Il libro offre una panoramica delle ipotesi formulate da Searle sulla natura della mente con un linguaggio in genere accessibile. L’orizzonte teorico si colloca in un materialismo, per così dire, debole: la mente è considerata da Searle uno stato che dipende dalle funzioni cerebrali, ma ad esse non riducibile. Nel quadro di una trattazione di cui si apprezza la coerenza interna, l’autore approccia il problema del libero arbitrio con il rigore e la prudenza di cui un tema tanto spinoso abbisognano. Riassumo i concetti salienti della sua analisi per poi svolgere alcune riflessioni, non sconfinando dal cerchio esplorativo dell'autore.[1]

Il libero arbitrio è un problema per eccellenza, perché si nutrono normalmente due convinzioni inconciliabili: da un lato l’adesione al determinismo del mondo fisico, dall’altro il convincimento che gli uomini sono dotati di libertà. Tuttavia libero non si oppone a determinato (causato), ma a forzato, sotto costrizione. Una persona ipnotizzata o una soggetta ad una compulsione sono forzate, quindi non sono libere.

Ci si deve chiedere quali siano le condizioni causalmente sufficienti atte a determinare quell’azione e non un’altra: questo non c’entra con la responsabilità morale. Si devono considerare due opzioni: la prima (ipotesi 1) teorizza il determinismo ed il cervello meccanico; la seconda (ipotesi 2)l’indeterminismo ed il cervello quantistico. “Data la prima ipotesi - spiega Searle- dobbiamo assumere che l’encefalo sia una macchina nel senso tradizionale dell’antiquato motore a scoppio, di quello a vapore e dei generatori elettrici… Il cervello è un organo come tutti gli altri e non dispone di libero arbitrio più di quanto ne disponga il cuore, il fegato o il pollice sinistro… Quanto all’ipotesi 2, non è affatto chiaro quale genere di meccanismo il cervello debba essere affinché il sistema presenti il grado giusto di indeterminazione.
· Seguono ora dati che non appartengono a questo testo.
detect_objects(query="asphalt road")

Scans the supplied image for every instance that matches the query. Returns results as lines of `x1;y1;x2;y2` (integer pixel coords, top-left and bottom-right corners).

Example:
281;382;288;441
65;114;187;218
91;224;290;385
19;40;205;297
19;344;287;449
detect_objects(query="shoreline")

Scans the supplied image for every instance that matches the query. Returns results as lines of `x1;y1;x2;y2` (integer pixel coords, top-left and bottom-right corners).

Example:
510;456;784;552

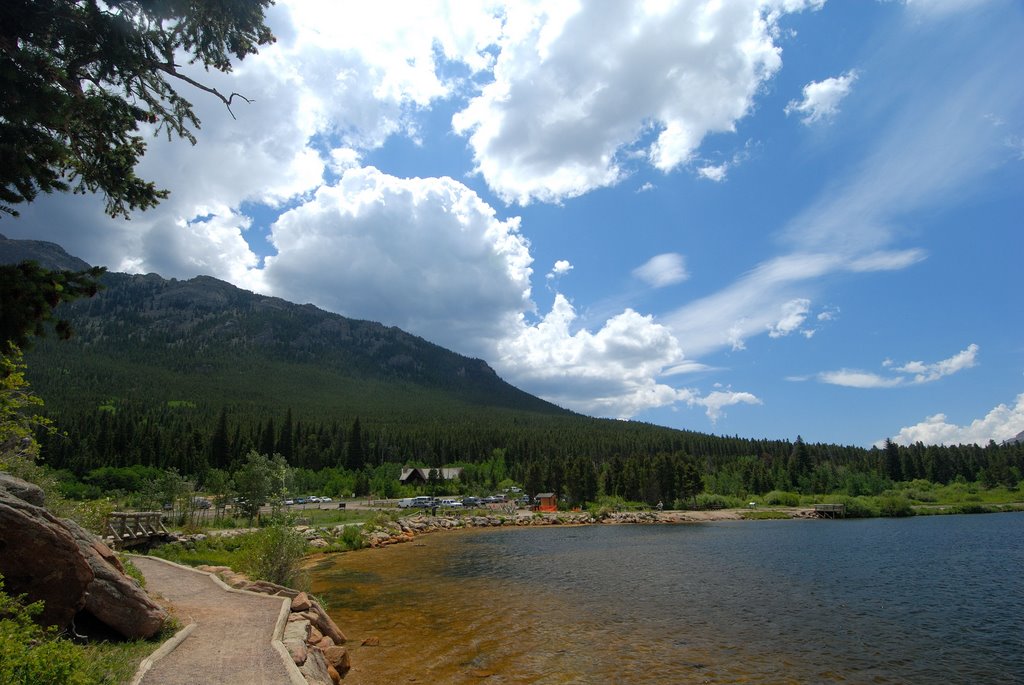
352;507;816;548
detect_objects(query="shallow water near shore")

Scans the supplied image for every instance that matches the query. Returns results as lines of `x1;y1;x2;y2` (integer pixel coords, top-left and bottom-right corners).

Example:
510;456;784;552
311;514;1024;685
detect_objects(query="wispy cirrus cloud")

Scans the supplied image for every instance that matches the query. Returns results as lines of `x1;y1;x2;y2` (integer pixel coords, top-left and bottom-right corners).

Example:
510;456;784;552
816;343;979;388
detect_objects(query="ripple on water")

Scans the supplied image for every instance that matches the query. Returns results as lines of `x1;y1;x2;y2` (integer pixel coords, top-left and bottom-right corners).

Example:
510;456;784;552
311;514;1024;685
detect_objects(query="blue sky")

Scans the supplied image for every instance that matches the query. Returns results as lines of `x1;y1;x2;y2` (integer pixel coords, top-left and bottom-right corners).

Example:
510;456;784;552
9;0;1024;445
Stiamo assumendo che il cervello, al suo livello più elementare, sia non deterministico, vale a dire che lo iato, effettivamente esistente al livello più alto, si estenda fino alla base, fino al livello dei neuroni e dei processi subneurali”.

Esiste in natura un àmbito che presenta una componente non deterministica ed è quello della meccanica quantistica: in questo contesto, uno stato è responsabile causalmente di un altro stato solo in modo probabilistico, aleatorio. “La casualità dei microprocessi quantistici che provocano al macrolivello i fenomeni di coscienza non implica che i fenomeni di coscienza siano causali”… Dobbiamo supporre, allo stato attuale della fisica e della neurobiologia, che vi sia una componente quantistica della coscienza… L’ipotesi 2, implausibile, nega che il cervello sia un organo come tutti gli altri ed attribuisce un ruolo speciale al libero processo decisionale cosciente”. Searle conclude in maniera interlocutoria: non sappiamo in realtà come il libero arbitrio possa esistere nel cervello, ammesso che esista, ma sappiamo di non poter sfuggire alla convinzione di essere liberi: non possiamo agire, se non presupponendo la nostra libertà.

[1] Sono osservazioni collocate grosso modo nel quadro della filosofia di Pearle: questo non significa che chi scrive aderisca del tutto al suo pensiero. Del volume in esame, ad esempio, non mi convincono né l’assunzione del nesso causale tra stati cerebrali e stati mentali né il realismo ingenuo.